Regulation / Cartel Law / Procurement Law

Our economic system is based on the free play of market forces. However, some state intervention may be necessary to supplement and correct the free operation of markets in order to promote competition and/or the common good. Typical examples of state intervention in the area of business include the so-called regulation, competition and cartel law as well as procurement law.

Regulation provides a framework for certain economic sectors in order to enable competition in the first place or to put an end to monopolies and information asymmetries. The areas that have especially in recent decades been subject to intense regulation typically relate to services of public interest that were previously taken care of by the state: energy supply, water and waste water management, telecommunications and waste management. We advise our clients on all regulatory matters, from unbundling to the calculation of (network) fees through to metering. In this area, our working group AK REGTP provides invaluable assistance in all questions of regulation management, focussing particularly on the needs of network operators.
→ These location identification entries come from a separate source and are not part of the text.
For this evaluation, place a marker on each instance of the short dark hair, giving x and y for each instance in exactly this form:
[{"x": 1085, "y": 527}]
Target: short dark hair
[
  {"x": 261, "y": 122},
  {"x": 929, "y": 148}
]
It is not only the sector-specific regulations, but also cartel law which heavily influences our entire economic landscape. We are experienced in assisting with company mergers (merger control), helping companies with structuring mergers and filing the necessary applications. We advise our clients on how to design their activities in conformity with cartel law requirements, particularly where business cooperations are concerned or where a company holds a dominant market position. We also support companies in their fight against anti-competitive behaviour of other companies and represent them before judicial institutions at all levels.

Public procurement is governed by procurement law. The requirements placed on public authorities and undertakings have been significantly tightened particularly due to case law established by the European Court of Justice. However, public tenders are not always obligatory. Rather, it depends on a variety of factors whether tendering is mandatory and which form it should take. We provide comprehensive advice on all legal questions that may arise in this context.